Second, apply the necessity test. Consider:

  • Does this processing actually help to further that interest?
  • Is it a reasonable way to go about it?
  • Is there another less intrusive way to achieve the same result?

Third, do a balancing test. Consider the impact of your processing and whether this overrides the interest you have identified. You might find it helpful to think about the following:

  • What is the nature of your relationship with the data subject?
  • Is any of the information particularly sensitive or private?
  • Would data subjects expect you to use their information in this way?
  • Are you happy to explain it to them?
  • Are some data subjects likely to object or find it intrusive?
  • What is the possible impact on the data subject?
  • How big an impact might it have on them?
  • Are you processing children’s information?
  • Are any of the data subjects vulnerable in any other way?
  • Can you adopt any safeguards to minimise the impact?

You then need to make a decision about whether you still think legitimate interests is an appropriate basis. There’s no foolproof formula for the outcome of the balancing test – but you must be confident that your legitimate interests are not overridden by the risks you have identified.

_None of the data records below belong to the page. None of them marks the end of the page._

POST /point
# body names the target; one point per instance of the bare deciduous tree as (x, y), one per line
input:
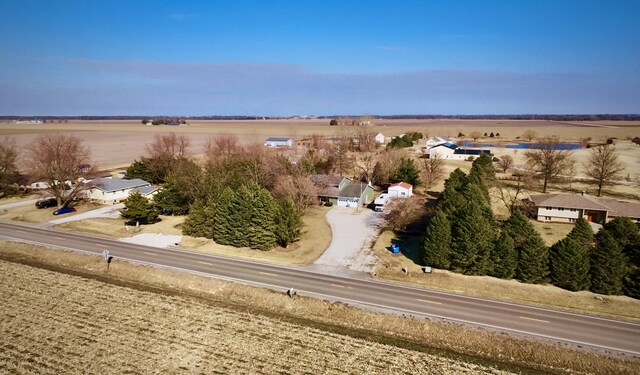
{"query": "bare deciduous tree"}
(365, 164)
(603, 165)
(56, 160)
(505, 162)
(548, 161)
(432, 170)
(302, 191)
(8, 162)
(529, 135)
(475, 135)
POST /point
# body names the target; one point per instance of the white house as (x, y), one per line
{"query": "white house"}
(437, 140)
(279, 142)
(568, 208)
(114, 190)
(452, 151)
(380, 202)
(401, 190)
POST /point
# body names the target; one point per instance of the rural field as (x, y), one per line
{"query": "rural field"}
(64, 313)
(115, 144)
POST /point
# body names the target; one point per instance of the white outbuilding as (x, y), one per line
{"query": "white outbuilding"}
(400, 190)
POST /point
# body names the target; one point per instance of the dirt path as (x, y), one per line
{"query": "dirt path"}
(353, 232)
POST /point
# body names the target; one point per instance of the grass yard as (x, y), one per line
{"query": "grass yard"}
(63, 313)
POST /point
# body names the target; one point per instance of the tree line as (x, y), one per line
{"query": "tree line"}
(463, 236)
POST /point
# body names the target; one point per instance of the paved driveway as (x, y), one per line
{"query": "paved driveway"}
(353, 234)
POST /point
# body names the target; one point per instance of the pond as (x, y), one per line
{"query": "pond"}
(559, 146)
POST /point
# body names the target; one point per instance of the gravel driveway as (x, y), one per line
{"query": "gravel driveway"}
(353, 234)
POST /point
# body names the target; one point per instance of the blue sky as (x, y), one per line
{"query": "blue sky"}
(318, 57)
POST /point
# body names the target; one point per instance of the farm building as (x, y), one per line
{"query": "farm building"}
(437, 140)
(278, 142)
(115, 190)
(452, 151)
(341, 191)
(401, 190)
(568, 208)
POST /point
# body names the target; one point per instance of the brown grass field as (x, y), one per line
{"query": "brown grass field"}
(64, 313)
(116, 144)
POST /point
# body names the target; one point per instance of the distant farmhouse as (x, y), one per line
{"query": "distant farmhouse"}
(115, 190)
(568, 208)
(452, 151)
(437, 140)
(341, 191)
(279, 142)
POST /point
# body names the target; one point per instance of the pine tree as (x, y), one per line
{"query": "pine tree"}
(569, 264)
(260, 232)
(608, 265)
(138, 209)
(582, 233)
(222, 227)
(504, 257)
(533, 255)
(288, 223)
(472, 240)
(436, 248)
(406, 172)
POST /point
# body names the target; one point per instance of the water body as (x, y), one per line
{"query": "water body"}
(559, 146)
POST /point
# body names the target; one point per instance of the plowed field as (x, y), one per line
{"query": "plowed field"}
(53, 323)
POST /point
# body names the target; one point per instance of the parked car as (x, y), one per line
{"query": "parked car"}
(64, 210)
(46, 203)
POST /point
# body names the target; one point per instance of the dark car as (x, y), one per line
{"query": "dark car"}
(46, 203)
(64, 210)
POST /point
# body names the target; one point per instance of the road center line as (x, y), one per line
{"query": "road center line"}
(268, 274)
(533, 319)
(427, 301)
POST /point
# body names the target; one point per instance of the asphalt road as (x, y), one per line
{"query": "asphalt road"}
(577, 329)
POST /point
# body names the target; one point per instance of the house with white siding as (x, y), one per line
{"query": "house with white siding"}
(115, 190)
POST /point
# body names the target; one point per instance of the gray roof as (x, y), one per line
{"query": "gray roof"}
(353, 190)
(567, 201)
(115, 184)
(468, 151)
(145, 190)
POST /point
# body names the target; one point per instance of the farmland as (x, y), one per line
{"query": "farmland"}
(64, 313)
(55, 324)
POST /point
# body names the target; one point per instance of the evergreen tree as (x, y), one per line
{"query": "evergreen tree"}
(436, 248)
(172, 197)
(569, 264)
(472, 240)
(533, 255)
(222, 228)
(288, 223)
(137, 208)
(199, 222)
(608, 265)
(504, 257)
(582, 233)
(406, 172)
(261, 228)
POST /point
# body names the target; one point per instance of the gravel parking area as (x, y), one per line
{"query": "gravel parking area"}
(353, 232)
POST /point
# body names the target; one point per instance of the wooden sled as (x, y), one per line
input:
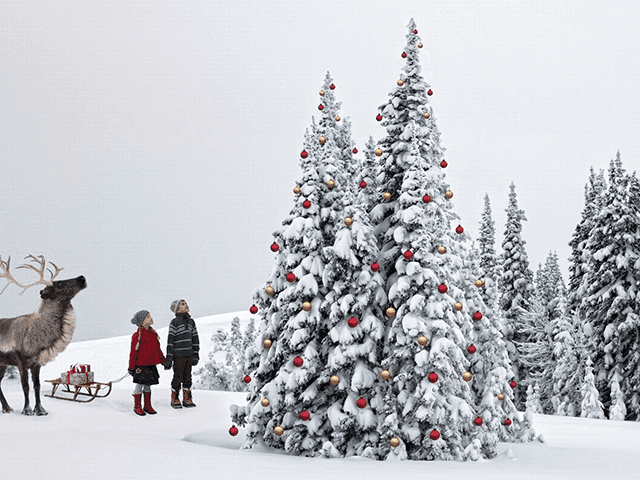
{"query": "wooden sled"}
(78, 393)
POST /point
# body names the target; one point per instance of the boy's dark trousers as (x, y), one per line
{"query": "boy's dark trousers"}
(181, 373)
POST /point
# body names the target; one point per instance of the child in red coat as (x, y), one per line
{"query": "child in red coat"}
(144, 356)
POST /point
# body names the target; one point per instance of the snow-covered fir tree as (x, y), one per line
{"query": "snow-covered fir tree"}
(591, 406)
(593, 196)
(540, 328)
(225, 366)
(516, 285)
(609, 289)
(367, 350)
(290, 351)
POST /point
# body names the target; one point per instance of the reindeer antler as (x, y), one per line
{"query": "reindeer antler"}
(40, 260)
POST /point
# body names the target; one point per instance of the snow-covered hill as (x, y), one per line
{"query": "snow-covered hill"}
(105, 439)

Keep a record of your LIA and the outcome. It’s important to record your thinking to help show you have proper decision-making processes in place and to justify the outcome.

Keep your LIA under review and refresh it if there is a significant change in the purpose, nature or context of the processing.

If you are not sure about the outcome of the balancing test, it may be safer to look for another lawful basis. Legitimate interests will not often be the most appropriate basis for processing which is unexpected or high risk.

If your LIA identifies risks, consider whether you need to complete a PIIA to assess the risk and potential mitigation in more detail.

What else do we need to consider?

You must tell data subjects in your privacy information that you are relying on legitimate interests, and explain what these interests are.

If you want to process the personal information for a new purpose, you may be able to continue processing under legitimate interests as long as your new purpose is compatible with your original purpose. You should conduct a new LIA as this will help you demonstrate compatibility.